If the return types are co-variant, they can be changed, or you can write some kind of conversion function and have like, a real_bar or something like that.



回答5:

traits may help. The C++ Templates - The Complete Guide book provides an example that illustrates this in the chapter entitled Traits and Policy Classes. It has an example that uses an accumulator to return different types.

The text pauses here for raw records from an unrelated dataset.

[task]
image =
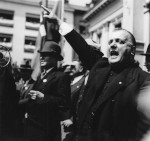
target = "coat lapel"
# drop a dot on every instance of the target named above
(100, 76)
(120, 82)
(46, 79)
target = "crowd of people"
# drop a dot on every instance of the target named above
(93, 98)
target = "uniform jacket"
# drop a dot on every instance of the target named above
(45, 115)
(115, 117)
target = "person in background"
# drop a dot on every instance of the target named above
(8, 105)
(147, 58)
(49, 101)
(114, 106)
(79, 79)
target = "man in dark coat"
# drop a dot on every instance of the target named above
(113, 107)
(50, 98)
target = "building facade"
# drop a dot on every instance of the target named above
(19, 26)
(132, 15)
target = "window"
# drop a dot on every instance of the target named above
(30, 44)
(32, 21)
(6, 18)
(6, 40)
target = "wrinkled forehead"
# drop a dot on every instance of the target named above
(120, 34)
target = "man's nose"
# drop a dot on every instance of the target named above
(113, 45)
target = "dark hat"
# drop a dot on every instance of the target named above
(52, 47)
(147, 51)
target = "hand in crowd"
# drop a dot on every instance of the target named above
(36, 95)
(67, 122)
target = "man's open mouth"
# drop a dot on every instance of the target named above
(114, 53)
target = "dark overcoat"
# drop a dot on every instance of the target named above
(116, 117)
(44, 116)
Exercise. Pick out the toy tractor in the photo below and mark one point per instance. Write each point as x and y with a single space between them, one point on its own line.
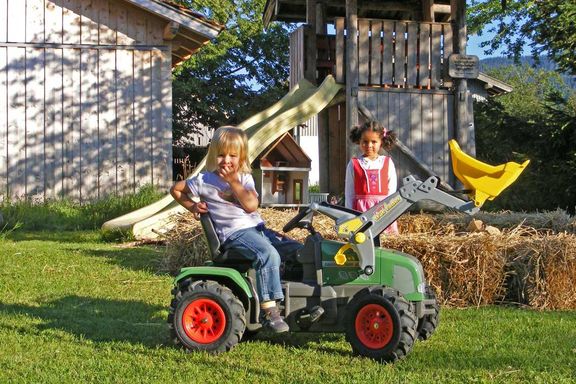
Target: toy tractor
378 297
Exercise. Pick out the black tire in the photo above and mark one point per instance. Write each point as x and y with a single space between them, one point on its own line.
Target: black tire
206 316
428 323
380 324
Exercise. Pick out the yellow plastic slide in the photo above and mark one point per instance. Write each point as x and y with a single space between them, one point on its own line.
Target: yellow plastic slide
300 104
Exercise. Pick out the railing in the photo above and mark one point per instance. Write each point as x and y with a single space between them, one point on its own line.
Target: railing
398 53
391 53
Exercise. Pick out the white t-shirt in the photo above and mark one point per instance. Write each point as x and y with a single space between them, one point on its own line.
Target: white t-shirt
366 163
225 210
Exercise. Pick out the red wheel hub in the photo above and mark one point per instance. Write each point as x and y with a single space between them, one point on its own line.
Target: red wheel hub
204 321
374 326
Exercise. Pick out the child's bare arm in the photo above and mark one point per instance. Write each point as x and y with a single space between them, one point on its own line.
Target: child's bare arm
247 198
180 191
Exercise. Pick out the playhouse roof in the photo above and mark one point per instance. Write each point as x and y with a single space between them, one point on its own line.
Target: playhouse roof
286 151
188 30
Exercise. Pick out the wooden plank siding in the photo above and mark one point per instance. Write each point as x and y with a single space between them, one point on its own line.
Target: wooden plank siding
403 84
85 99
420 119
397 54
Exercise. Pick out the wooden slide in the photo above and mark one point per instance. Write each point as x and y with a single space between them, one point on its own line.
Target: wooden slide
300 104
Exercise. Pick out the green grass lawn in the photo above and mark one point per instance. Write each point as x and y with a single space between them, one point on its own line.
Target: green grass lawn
74 309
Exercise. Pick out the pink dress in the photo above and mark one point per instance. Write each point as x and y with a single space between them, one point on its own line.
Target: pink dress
371 187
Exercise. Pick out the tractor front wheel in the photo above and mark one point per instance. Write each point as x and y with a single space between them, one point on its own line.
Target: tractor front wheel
206 316
380 324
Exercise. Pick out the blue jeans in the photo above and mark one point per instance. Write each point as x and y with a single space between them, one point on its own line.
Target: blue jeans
262 246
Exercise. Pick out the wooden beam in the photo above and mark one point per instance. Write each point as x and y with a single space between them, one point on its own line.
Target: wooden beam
171 30
463 122
396 6
157 8
441 8
427 14
404 150
351 70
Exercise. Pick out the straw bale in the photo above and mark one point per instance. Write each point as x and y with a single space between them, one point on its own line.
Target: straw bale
543 272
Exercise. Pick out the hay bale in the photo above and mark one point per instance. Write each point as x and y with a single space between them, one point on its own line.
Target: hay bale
542 272
464 270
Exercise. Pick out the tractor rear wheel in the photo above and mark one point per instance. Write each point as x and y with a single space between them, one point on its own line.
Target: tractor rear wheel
206 316
380 324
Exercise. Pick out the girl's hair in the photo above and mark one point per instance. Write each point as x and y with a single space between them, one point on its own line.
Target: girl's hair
228 139
388 137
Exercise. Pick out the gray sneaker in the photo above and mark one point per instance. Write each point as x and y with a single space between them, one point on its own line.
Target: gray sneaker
273 321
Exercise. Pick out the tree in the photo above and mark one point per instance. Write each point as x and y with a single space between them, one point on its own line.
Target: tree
243 71
538 122
545 26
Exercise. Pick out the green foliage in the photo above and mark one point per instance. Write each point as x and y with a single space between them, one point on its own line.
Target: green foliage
73 310
537 121
243 71
546 26
68 215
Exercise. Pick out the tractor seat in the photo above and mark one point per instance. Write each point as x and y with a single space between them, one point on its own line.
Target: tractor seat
228 259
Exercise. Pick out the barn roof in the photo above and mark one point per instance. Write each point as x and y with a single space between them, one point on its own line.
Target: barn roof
187 29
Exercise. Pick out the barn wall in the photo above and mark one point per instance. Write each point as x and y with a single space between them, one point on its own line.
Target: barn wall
422 119
85 99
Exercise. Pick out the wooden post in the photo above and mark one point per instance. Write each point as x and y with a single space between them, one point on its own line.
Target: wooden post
322 118
310 41
351 70
463 122
321 27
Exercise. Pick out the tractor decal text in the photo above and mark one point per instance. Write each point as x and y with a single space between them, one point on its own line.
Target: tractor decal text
386 208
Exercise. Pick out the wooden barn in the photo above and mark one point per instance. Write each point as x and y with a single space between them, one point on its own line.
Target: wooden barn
85 94
403 63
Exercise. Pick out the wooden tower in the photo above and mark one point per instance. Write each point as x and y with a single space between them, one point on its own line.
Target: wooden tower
402 63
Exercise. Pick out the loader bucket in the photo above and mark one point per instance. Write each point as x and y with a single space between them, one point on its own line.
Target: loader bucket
483 181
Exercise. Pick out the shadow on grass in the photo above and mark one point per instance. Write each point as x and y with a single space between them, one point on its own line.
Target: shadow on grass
141 258
330 343
98 320
57 236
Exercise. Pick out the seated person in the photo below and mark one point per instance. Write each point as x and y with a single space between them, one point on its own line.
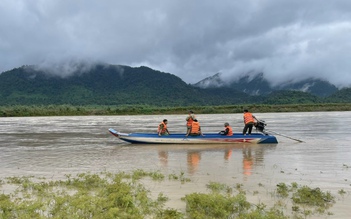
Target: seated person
228 130
162 128
195 129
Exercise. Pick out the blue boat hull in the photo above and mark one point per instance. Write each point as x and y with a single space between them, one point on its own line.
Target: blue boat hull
208 138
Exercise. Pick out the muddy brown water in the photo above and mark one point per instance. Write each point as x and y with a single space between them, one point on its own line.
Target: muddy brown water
51 147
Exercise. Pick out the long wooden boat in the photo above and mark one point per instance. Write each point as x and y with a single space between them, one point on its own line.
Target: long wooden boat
208 138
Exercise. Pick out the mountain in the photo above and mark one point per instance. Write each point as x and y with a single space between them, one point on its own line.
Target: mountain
107 85
104 84
258 85
341 96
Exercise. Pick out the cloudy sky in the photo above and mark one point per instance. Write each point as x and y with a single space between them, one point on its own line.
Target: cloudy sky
285 39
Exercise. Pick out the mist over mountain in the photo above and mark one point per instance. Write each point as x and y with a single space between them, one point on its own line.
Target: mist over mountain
104 84
257 84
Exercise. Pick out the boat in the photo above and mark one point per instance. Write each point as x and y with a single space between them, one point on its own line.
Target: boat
207 138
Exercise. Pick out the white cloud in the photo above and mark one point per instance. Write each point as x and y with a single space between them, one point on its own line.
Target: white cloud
191 39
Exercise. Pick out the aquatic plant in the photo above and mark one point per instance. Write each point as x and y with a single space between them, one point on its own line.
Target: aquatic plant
123 195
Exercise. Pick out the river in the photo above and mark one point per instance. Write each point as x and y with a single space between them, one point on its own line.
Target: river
51 147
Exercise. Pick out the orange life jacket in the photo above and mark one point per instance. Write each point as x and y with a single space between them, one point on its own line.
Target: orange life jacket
164 127
230 131
195 128
248 118
190 120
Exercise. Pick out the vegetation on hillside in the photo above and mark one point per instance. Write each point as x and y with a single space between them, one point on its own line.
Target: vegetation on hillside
71 110
122 85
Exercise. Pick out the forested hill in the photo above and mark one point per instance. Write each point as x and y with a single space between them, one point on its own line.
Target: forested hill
122 85
107 85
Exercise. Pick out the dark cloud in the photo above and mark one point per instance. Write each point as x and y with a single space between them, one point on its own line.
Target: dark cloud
287 40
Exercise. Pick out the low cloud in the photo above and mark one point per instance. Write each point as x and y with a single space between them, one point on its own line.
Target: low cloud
286 40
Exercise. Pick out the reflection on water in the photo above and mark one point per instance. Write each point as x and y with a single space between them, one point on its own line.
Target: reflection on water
250 156
54 146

EDIT: I can see AProgrammer has given an example already



回答6:

#include <iostream>
#include <typeinfo>

using namespace std;

template <typename T, typename R = T>
class base
{
  public:
    virtual R foo() 
    {
      cout << "foo(): data type = " << typeid(T).name() << endl; return R();
    }

    virtual R bar()
    {
      cout << "bar(): return type = " << typeid(R).name() << endl; return R();
    }
};

int main()
{
  base<int> b;
  base<int, long> b1;

  b.foo(); b.bar();
  b1.foo(); b1.bar();

  cout << typeid(b).name() << endl;
  cout << typeid(b1).name() << endl;

  return 0;
}

The above program returned the following:

With g++:

$ ./rettypetemplate
foo(): data type = i
bar(): return type = i
foo(): data type = i
bar(): return type = l
4baseIiiE
4baseIilE

With Visual Studio 2005 cl.exe:

C:\Program Files\Microsoft Visual Studio 8\VC>rettypetemplate.exe
foo(): data type = int
bar(): return type = int
foo(): data type = int
bar(): return type = long
class base<int,int>
class base<int,long>

Though this sample shows how to do it, the answer given by AProgrammer shows a good way of handling it using traits. The above example will work well for fundamental data types but not for user defined types. To handle user defined types, traits is the way to go. Refer to either the "The C++ Template" book by Jossutis or "Modern C++ design" to know more about traits.